To become a good writer you should have some basic ability to analyze grammar. Here I provide a bare-bones course in what you need to know. I'll focus on clauses and verbs, because these are the core structures and words on which everything else hangs. (Skip this section if grammar gives you uncontrollable panic attacks. Just make sure you have a reviser who can recognize an independent clause, and who knows how to turn the passive voice into the active voice.)

  Clauses are the key syntactical structure of English sentences. When you're looking over a string of words, you should be able to decide whether it's one of two things: a clause or a phrase. A phrase is any string of words that doesn't meet the definition of a clause. Defining a clause is more complex. A clause consists of two parts: a noun acting as a subject, and a finite, conjugated verb attached to that subject. A finite verb is one that has a specific tense (infinitives such as to read are so called because they have no finite or limited sense of time (past tense, present tense, future tense); they are in a real sense infinite). The other requirement for a verb in a clause is that it be conjugated. A conjugated verb fits the person and number of the subject. Girl walks has a finite, conjugated verb, and thus is a clause.
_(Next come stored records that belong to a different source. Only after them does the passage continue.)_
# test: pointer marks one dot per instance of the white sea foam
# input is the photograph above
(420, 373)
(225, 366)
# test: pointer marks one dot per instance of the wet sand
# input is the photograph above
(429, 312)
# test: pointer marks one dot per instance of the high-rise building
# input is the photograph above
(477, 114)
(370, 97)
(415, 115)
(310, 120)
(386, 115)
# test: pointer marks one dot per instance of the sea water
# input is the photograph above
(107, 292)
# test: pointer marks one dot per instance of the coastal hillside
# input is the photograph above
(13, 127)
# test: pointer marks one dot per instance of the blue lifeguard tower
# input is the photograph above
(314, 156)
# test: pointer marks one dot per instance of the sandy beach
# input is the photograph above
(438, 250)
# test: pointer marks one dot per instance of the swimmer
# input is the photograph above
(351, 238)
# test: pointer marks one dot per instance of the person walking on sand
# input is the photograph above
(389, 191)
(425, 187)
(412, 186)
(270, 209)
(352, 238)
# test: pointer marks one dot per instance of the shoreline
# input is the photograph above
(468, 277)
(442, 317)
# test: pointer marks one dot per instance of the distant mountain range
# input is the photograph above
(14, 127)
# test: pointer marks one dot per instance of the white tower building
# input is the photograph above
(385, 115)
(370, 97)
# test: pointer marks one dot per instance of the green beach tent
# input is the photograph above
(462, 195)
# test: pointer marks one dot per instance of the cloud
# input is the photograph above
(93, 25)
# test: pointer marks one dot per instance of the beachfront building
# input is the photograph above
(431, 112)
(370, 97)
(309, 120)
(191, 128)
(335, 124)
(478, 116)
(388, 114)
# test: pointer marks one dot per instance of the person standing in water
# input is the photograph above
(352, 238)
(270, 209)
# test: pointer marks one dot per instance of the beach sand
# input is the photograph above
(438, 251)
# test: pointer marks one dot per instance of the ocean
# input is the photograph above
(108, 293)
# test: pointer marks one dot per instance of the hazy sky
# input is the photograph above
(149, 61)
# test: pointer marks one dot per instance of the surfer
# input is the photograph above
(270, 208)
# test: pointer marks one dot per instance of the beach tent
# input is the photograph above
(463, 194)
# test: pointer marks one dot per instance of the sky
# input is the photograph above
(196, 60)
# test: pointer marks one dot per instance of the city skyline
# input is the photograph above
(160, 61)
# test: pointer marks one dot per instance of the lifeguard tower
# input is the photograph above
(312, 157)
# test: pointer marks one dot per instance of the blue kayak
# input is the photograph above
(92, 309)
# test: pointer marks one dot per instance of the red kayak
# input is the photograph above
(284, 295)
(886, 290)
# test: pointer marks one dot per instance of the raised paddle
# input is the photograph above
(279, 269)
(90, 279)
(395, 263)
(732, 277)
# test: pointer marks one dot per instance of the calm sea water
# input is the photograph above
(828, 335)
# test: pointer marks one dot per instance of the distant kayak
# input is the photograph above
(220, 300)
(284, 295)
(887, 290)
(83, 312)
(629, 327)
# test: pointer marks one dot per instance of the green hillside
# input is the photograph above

Girl walking does not, and is thus a phrase (girl is walking, or girl was walking, are clauses: so verbs can be compounds, made of a participle and an auxiliary or helping verb).

  Some examples (the phrases and clauses on each line are not matched in any particular way):


PHRASES
CLAUSES


in order to get home
she sat


knowing the facts of the matter
the student is reading


to listen to music
the office has been closed


seemingly an example of role conflict
the situation may deteriorate


a cloud lazily drifting across the sky
which drifted across the sky


a kid running down the street
that he knew


her standing there
although he works hard

  Some phrases might seem to resemble clauses, as in the last three examples in the left column above. They have action (drifting, running, standing) and a person or thing doing the action (cloud, kid, her), right? But the action is not expressed as a conjugated finite verb. These three things—drifting, running, standing—are all parts of verbs, or participles. To have a whole verb you'd need to add an auxiliary: the cloud was drifting, a kid is running, she was standing.

  What about the clauses? Note that only some of them sound like (and are) complete sentences. An independent clause is a clause that, without any changes, could stand as a complete sentence—see the first four examples above. A dependent clause, by contrast, cannot stand as a complete sentence because it begins with a subordinating conjunction, relative adjective, or relative pronoun—see the last three examples.